Here's a roadmap to a solution; the details are too tedious for me to figure out.
First note that if $(x,y,z)\in\Bbb{Q}^3$ satisfies
$$\frac{x^3}{y^3+z^3}+\frac{y^3}{x^3+z^3}+\frac{z^3}{y^3+x^3}=1,\tag{1}$$
then so does $(kx,ky,kz)$ for every nonzero integer $k$, so it suffices to find the integral solutions to $(1)$.
Now suppose $(x,y,z)\in\Bbb{Z}$ is and integral solution to $(1)$. Then clearing denominators and rearranging a bit we see that
$$x^9+y^9+z^9+x^3y^3z^3=0.$$
Then setting $(X,Y,Z):=(x^3,y^3,z^3)$ we get the following cubic equation in $X$, $Y$ and $Z$,
$$X^3+Y^3+Z^3+XYZ=0,\tag{2}$$
and then using the answer to this question as suggested in the comments, we can transform this to an elliptic curve with short Weierstrass form
$$Y^2=X^3+aX+b,$$
where
$$a=\frac{3085015005}{614656}\qquad\text{ and }\qquad b=-\frac{55345728797073}{240945152}.$$
Then LMFDB tells me that the corresponding minimal Weierstrass equation is in fact
$$y^2+xy+y=x^3-4x+6,\tag{3}$$
and that this elliptic curve has rank only the following five affine rational points:
$$(1,-1),\quad(2,2),\quad(2,-5),\quad(9,23),\quad(9,-33).$$
Of course equation $(2)$ has the obvious affine solutions (i.e. with $Z=1$)
$$(1,-1),\quad (-1,1),\quad (-1,-1),$$
that do not correspond to solutions to $(1)$, as they have $x^3+z^3=0$ or $y^3+z^3=0$.

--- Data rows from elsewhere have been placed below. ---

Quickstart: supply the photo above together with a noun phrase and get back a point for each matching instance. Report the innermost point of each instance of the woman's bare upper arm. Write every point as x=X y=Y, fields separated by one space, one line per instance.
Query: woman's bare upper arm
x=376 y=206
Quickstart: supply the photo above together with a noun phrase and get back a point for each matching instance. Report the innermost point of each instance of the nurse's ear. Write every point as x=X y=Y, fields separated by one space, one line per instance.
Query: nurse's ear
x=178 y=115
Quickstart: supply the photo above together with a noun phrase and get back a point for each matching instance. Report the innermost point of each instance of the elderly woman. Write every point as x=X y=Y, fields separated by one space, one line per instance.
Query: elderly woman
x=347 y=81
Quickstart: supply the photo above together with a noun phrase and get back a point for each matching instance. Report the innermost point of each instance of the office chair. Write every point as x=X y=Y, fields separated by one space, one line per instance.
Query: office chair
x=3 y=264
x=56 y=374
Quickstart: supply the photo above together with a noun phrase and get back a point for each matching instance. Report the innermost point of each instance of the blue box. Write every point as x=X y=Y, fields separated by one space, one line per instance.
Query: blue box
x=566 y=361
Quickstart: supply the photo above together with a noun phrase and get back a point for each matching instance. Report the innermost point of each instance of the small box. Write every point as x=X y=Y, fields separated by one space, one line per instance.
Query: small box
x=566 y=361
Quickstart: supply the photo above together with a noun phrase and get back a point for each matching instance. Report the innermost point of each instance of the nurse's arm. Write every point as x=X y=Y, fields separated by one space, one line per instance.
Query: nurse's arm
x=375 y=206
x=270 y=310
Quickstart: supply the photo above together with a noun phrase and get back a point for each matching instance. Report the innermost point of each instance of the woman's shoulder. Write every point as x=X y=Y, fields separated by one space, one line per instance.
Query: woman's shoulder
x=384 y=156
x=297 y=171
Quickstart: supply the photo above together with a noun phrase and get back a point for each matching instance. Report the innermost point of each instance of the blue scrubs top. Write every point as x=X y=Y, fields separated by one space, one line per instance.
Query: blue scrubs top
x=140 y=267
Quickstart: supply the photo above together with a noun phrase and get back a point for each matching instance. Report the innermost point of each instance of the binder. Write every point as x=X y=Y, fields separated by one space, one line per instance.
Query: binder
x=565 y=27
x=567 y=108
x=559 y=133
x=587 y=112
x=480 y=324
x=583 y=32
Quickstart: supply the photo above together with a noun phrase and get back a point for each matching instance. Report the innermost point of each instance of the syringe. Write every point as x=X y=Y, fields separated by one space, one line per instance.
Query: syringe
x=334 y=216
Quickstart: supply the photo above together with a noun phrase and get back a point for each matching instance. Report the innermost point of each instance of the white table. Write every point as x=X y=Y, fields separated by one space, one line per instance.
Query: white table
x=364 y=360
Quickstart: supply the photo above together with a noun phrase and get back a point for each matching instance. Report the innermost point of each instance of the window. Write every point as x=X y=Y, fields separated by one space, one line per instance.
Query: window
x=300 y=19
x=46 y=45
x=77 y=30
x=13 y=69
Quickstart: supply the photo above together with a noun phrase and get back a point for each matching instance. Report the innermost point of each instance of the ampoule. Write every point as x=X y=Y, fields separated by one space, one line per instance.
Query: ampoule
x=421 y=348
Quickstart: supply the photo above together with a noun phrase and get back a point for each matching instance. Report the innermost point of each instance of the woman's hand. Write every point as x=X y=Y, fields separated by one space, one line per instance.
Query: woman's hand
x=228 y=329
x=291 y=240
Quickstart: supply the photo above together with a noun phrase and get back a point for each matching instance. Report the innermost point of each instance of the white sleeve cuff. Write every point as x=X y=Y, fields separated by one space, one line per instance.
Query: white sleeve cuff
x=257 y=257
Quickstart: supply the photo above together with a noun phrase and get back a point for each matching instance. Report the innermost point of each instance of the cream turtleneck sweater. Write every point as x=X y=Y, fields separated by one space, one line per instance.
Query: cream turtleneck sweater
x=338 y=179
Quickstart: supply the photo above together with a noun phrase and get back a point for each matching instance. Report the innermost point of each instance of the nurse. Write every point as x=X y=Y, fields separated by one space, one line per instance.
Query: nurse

Then there are two more rational solutions to $(2)$ with $Z=1$, and they can be made explicit by determining the rational transformation between $(2)$ and $(3)$. If these $X$- and $Y$-values of these two rational solutions are not perfect cubes, then the original equation $(1)$ has no rational solutions, which seems likely.